'Making A Murderer' Leaves People Wanting To Help

Our country is in the grips of a fascination with true crime stories. Kickstarted by Sarah Koenig and the excellent first season of her podcast Serial, and then perpetuated by the acclaimed HBO docu-series The Jinx, this is a phenomenon that's only gaining steam with the release of Netflix's Making A Murderer , which delves deep inside the knotty case of Steven Avery, a Wisconsin man convicted of murder in 2005 (after previously being wrongfully convicted of a rape charge). Interestingly, part of that fascination we have for these true crime stories often extends to an impulse to help their subjects. This certainly holds true for Netflix's foray into the genre: People want to help Steven Avery after watching Making A Murderer — and they're finding ways to do it, too.

We've seen this reaction before. In 2004, French filmmaker Jean-Xavier de Lestrade made an eight-episode miniseries called The Staircase, about the murder trial of Michael Peterson, who had been convicted a year earlier of the murder of his wife, Kathleen. The miniseries was a huge success, winning the Peabody Award and stoking interest in the case. In 2011, Peterson was granted a new trial after a Superior Court judge determined that key witness Duane Deaver had given "materially misleading" and "deliberately false" testimony during the original hearing. Meanwhile, according to ABC News, Deaver's lawyer Philip Isley, said: "We respectfully disagree with Judge Hudson's beliefs about our client, Duane Deaver. Our client did not perjure himself or mislead the jury in the original Peterson trial, in any way." Still, Peterson was released on bond and is currently awaiting his second time in court.

It's unclear how much of an impact The Staircase had on Peterson's case, and whether or not he would have been granted a second trial without the publicity the award-winning miniseries generated on his behalf. Less ambiguous, though, is the seeming impact of public response on the case of Adnan Syed, the subject of Season 1 of Serial. Although the young man was convicted in 2000 of the murder of his ex-girlfriend Hae Min Lee, his application for leave to appeal on the grounds of ineffective counsel was finally granted in February of 2015, just seven short weeks after the record-breaking podcast had finished airing. (It became the fastest podcast in history to reach 5 million downloads on iTunes.) Two months after Syed's application was approved, Serial would go on to win the Peabody Award, like The Staircase before it.

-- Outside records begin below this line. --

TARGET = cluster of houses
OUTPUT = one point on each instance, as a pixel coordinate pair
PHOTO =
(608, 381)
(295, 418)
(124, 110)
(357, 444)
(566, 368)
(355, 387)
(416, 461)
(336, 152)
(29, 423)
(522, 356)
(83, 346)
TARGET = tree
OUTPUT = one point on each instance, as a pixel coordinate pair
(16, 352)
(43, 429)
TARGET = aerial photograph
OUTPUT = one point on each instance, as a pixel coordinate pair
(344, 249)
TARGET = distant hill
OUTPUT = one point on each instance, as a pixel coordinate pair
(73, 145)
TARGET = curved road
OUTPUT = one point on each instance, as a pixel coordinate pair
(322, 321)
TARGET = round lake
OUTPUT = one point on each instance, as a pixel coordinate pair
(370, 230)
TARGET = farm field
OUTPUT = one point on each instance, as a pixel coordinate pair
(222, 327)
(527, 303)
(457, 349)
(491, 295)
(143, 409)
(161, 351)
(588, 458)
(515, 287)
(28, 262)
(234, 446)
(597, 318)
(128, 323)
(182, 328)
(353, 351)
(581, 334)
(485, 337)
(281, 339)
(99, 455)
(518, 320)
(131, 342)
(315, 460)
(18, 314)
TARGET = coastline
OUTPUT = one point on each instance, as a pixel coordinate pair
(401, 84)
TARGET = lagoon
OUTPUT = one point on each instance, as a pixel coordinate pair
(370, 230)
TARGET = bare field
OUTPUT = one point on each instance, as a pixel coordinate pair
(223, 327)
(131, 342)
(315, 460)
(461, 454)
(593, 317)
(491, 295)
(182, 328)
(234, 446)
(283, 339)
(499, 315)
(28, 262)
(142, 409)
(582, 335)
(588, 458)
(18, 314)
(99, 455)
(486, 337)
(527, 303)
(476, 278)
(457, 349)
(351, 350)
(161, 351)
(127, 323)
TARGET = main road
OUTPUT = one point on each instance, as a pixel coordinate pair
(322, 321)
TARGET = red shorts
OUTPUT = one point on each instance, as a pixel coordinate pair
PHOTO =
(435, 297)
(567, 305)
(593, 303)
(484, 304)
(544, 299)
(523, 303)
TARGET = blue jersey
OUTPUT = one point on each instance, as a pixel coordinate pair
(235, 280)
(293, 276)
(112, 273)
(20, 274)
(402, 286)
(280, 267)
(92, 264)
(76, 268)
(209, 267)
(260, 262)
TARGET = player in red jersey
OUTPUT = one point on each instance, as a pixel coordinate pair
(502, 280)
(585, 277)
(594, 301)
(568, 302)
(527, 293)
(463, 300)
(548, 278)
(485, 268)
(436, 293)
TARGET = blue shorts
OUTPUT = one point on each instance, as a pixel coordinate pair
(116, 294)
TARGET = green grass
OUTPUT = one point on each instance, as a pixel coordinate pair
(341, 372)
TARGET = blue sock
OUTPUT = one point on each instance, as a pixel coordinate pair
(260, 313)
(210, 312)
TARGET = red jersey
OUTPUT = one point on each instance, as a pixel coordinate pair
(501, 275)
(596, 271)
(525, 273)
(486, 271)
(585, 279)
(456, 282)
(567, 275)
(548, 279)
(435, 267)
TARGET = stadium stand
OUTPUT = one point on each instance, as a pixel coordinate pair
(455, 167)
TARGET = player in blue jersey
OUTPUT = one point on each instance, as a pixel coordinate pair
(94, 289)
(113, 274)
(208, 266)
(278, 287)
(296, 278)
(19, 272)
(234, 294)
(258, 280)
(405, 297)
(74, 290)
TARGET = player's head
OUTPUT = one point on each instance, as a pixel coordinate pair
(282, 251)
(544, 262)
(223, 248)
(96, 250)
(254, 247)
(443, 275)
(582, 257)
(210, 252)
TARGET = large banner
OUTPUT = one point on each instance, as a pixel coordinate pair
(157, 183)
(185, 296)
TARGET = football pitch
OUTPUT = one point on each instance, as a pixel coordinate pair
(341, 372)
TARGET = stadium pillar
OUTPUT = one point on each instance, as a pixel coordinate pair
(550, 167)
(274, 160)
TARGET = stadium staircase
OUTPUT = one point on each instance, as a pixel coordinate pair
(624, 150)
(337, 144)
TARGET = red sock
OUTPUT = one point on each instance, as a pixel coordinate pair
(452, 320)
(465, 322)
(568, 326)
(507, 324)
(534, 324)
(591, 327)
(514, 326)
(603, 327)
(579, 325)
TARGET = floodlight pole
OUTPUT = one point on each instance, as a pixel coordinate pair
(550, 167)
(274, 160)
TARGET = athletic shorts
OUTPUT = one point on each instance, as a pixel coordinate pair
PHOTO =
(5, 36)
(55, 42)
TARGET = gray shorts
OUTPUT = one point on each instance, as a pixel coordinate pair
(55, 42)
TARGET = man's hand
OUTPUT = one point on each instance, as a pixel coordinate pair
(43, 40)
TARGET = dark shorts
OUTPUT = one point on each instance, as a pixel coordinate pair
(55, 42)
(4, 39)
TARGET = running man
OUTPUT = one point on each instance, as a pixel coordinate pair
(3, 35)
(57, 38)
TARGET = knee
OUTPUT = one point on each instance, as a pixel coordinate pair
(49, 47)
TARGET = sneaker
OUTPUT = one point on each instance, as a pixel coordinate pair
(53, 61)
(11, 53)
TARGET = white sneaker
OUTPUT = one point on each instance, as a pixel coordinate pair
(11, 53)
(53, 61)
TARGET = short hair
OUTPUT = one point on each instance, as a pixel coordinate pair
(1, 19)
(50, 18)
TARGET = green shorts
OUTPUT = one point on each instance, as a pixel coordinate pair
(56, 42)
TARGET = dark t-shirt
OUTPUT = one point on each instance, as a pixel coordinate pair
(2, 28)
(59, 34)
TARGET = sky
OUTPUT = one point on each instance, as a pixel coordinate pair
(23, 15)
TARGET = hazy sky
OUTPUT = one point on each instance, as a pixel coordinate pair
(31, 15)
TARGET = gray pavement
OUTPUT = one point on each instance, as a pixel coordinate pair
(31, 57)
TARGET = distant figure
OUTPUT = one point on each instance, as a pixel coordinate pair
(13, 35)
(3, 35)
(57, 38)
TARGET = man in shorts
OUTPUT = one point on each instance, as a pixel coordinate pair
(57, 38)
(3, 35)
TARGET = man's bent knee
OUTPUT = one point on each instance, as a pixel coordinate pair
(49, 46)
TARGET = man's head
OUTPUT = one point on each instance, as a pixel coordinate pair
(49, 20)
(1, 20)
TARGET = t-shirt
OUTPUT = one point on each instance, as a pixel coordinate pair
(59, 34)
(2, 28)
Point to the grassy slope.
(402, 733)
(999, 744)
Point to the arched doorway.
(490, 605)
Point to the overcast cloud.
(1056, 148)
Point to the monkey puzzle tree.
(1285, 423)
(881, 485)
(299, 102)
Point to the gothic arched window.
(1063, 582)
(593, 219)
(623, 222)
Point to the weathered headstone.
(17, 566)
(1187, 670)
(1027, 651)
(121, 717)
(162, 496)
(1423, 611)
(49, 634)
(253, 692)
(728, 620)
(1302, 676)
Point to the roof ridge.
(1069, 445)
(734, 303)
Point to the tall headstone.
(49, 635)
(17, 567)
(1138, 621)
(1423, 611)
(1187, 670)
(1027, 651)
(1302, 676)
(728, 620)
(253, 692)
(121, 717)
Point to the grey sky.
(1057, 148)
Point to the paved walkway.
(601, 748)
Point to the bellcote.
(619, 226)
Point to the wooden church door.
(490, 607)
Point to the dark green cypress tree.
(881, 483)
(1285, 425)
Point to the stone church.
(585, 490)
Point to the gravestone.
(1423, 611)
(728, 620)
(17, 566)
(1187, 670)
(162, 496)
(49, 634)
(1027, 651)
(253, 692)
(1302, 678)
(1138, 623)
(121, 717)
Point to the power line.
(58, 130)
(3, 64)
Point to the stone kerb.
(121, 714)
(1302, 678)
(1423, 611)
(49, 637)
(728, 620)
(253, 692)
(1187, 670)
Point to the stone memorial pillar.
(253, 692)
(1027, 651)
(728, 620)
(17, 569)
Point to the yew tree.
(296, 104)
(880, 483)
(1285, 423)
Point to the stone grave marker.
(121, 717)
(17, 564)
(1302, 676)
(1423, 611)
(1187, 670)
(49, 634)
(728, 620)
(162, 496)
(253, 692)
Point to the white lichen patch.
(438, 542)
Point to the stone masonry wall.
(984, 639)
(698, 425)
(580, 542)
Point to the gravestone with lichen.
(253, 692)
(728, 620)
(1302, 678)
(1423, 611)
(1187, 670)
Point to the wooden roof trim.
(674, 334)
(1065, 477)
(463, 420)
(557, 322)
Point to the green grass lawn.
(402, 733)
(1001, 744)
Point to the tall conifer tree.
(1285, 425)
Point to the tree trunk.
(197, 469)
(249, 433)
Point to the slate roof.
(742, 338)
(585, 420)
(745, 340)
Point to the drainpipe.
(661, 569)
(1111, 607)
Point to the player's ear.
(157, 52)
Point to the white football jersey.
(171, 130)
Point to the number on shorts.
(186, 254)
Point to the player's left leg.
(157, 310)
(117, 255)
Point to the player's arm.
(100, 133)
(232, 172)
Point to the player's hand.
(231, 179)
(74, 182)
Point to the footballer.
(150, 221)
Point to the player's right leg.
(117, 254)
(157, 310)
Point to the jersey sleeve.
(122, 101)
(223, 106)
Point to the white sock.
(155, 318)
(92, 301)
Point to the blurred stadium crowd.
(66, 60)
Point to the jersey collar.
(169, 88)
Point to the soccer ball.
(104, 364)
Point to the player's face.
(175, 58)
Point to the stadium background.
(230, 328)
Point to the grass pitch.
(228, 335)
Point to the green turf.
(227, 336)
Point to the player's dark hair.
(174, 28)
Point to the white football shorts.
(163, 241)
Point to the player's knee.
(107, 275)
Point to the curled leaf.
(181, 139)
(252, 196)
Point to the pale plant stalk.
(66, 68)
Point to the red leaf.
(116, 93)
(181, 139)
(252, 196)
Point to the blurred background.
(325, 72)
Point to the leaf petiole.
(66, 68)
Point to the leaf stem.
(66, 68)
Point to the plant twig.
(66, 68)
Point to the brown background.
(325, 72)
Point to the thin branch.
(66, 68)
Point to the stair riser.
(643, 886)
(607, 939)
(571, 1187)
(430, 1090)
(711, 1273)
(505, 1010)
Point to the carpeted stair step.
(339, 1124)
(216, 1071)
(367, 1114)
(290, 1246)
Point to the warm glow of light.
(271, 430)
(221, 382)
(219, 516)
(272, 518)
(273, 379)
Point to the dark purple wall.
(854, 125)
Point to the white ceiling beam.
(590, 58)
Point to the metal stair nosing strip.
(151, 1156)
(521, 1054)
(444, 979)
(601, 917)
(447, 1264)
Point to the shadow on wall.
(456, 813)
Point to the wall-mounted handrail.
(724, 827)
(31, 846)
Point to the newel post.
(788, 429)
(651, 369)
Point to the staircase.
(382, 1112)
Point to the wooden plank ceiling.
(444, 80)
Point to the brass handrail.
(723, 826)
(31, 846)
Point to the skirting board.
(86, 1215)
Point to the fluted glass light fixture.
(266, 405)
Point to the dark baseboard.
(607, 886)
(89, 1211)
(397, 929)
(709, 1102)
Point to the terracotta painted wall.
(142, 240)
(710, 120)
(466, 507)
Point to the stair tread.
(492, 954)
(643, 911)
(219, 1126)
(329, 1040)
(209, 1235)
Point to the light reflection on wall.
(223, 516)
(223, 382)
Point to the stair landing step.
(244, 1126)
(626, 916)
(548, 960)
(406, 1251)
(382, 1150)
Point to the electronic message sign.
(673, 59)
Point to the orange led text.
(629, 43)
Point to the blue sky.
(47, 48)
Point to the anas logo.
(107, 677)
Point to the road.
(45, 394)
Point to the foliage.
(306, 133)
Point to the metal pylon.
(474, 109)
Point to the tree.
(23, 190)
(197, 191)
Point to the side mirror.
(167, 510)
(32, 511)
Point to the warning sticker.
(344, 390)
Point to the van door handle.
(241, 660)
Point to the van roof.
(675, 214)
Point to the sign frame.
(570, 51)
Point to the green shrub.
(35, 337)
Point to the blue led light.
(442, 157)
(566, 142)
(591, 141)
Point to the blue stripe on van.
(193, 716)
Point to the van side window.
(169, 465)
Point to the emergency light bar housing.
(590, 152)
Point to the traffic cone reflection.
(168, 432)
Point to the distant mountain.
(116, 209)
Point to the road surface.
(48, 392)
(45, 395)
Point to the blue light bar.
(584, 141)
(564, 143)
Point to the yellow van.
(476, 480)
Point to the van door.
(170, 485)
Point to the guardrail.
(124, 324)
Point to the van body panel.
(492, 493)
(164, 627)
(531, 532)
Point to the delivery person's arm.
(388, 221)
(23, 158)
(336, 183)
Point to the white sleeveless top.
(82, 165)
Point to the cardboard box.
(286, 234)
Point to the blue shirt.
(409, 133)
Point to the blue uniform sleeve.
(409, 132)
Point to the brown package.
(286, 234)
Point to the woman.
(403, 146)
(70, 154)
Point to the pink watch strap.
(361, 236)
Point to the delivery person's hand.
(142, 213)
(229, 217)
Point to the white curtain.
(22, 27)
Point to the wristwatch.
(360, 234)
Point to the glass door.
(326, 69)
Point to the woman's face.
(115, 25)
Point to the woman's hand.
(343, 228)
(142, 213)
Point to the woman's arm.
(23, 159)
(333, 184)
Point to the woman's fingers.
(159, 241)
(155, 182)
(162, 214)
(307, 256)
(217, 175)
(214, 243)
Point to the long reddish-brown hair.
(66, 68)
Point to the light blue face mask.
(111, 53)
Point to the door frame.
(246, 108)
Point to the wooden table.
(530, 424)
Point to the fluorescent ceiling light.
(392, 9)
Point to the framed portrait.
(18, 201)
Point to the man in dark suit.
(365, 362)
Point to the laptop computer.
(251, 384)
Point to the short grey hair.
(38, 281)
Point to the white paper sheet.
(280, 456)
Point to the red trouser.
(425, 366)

The podcast not only drew rave reviews, but also inspired a rabid cult following, including Redditors who dedicated themselves to picking apart every detail of the case, websites that wrote detailed recaps of every episode, and even people who produced their own podcasts in response to Serial — like the Undisclosed podcast.

The reaction to Making A Murderer, which just premiered on Netflix this past Friday, hasn't quite reached that fever pitch yet... but if reactions on Twitter are any indication, they probably will soon. Here's just a very, very small sampling of some of the furious reactions this new miniseries has been provoking in the public over the weekend:

Some of the show's fans have transitioned from simply venting emotions to taking action, circulating a petition to "Investigate and pardon the Averys in Wisconsin and punish the corrupt officials who railroaded these innocent men"...

...or launching a Go Fund Me for Steven's nephew Brendan Dassey, who was also convicted of being a party to first-degree intentional homicide. Although the campaign has since been removed, likely due to Go Fund Me's rules about not hosting pages for "the defense or support of anyone alleged to be involved in criminal activity."

Vulture TV critic Margaret Lyons also spoke to this sentiment in her review of Making A Murderer :

I don't know what happens after documentary like this, the kind of social response we should aspire to. Making captures and engenders the tension between wanting to run into the streets and scream — who could hear these wails and do nothing? — and knowing that louder people already did and their cries went unheard, or worse, were heard and ignored.

And, after Making a Murderer, it seems like the Twitterverse, at least, won't let their cries go unheard this time.